Sunday, November 29, 2009
Catch a Tiger by the Toe
-I know what really happened to Tiger Woods.
--A bunch of you people out there think that he got drunk--or stoned--and is trying to cover it up.
---Others think he got into an argument with his wife, the Swedish Barbie Doll, and was so pissed off, that he crashed the car.
Here's what happened:
1) FACT: Tiger Woods is half Thai. The sports world make a big deal out of the fact that he's African-American, and good at golf. They conveniently ignore his mom, who his dad met during the Vietnam War.
2) FACT: There are lots of Thai restaurants in the U.S.
----CONCLUSION: Tiger wasn't drunk, and he didn't have an argument with his wife. He was delivering Thai take-out.
-----THINK ABOUT IT: Yeah, he's rich, but where does all that money come from? Golf? Come on. Golf pays okay, but Tiger's a smart guy. He did what the other smart sports guys do. They know that the career will last only so long, so they invest their money into restaurants, car dealerships, and laundromats. The Mercedes? The TAG-Heuer watch? The Germans and the Swiss give him those things for free, so that they can get some product placement. Next time you watch NCIS, note that all of the men wear Omega dive watches, and everybody drinks Maker's Mark. Last year they all drank Wild Turkey.

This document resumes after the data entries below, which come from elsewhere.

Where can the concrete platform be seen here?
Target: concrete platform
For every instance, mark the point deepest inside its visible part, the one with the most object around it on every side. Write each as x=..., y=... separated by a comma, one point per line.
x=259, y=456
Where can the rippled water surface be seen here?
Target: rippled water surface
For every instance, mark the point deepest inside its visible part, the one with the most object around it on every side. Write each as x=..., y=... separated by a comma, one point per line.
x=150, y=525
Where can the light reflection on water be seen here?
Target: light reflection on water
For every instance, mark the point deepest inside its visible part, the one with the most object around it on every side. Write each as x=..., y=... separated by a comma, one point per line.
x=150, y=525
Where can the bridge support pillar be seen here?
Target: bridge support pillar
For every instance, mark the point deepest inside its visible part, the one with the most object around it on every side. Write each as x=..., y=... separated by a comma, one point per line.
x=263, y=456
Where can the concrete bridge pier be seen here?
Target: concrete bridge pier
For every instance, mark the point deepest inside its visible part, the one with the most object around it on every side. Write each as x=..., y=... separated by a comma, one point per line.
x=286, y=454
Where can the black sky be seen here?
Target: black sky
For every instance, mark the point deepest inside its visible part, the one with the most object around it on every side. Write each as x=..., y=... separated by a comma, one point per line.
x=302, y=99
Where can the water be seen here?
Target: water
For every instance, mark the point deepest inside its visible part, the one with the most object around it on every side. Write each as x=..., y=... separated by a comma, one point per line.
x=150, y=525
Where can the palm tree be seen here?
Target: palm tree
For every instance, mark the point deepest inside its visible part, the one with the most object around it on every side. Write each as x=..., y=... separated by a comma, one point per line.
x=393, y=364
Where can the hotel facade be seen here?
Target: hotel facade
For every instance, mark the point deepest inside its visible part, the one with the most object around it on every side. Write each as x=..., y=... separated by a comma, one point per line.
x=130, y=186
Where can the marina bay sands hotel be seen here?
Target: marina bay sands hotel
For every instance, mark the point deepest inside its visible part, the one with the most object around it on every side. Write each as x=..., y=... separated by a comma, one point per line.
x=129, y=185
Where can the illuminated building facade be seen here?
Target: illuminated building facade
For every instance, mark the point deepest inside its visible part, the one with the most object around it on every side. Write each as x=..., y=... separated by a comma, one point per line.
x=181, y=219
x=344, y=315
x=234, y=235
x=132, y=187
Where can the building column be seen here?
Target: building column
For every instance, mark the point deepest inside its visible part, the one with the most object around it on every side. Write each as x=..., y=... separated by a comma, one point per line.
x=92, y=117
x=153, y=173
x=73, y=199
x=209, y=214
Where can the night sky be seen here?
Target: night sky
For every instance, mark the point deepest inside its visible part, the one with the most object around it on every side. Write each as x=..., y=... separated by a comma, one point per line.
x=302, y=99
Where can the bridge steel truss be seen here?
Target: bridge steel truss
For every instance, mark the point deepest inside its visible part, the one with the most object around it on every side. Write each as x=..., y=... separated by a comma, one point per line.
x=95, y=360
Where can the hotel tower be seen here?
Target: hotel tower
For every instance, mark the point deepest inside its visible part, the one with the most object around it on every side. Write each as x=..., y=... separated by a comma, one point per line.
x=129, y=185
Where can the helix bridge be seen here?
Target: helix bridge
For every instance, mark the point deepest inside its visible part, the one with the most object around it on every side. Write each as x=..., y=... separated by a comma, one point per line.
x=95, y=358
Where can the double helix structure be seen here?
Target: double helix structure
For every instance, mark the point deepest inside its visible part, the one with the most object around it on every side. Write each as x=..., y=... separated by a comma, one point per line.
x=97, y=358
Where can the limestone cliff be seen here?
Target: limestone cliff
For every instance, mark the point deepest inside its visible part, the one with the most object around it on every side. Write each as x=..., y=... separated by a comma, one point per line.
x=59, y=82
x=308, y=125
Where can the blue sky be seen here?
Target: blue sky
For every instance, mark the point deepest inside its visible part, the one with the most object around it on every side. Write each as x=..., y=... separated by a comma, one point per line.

------THE ANSWER: Tiger got a frantic call from one of the Thai restaurants that he owns. The driver, Hihetetlenulhosszuthaifoldinevemvan, called in sick, and nobody was available to deliver Shaq's order of Pad-See-Yew (Shaquille O'Neil lives in Tiger's gated community). Sleepy, Tiger backed into the fire hydrant, knocking over the food, causing that flimsy little plastic lid to pop off the Rooster Hot Sauce, instantly filling the Escalade with noxious fumes, rendering him unconscious. This explains his incoherent state when the cops arrived.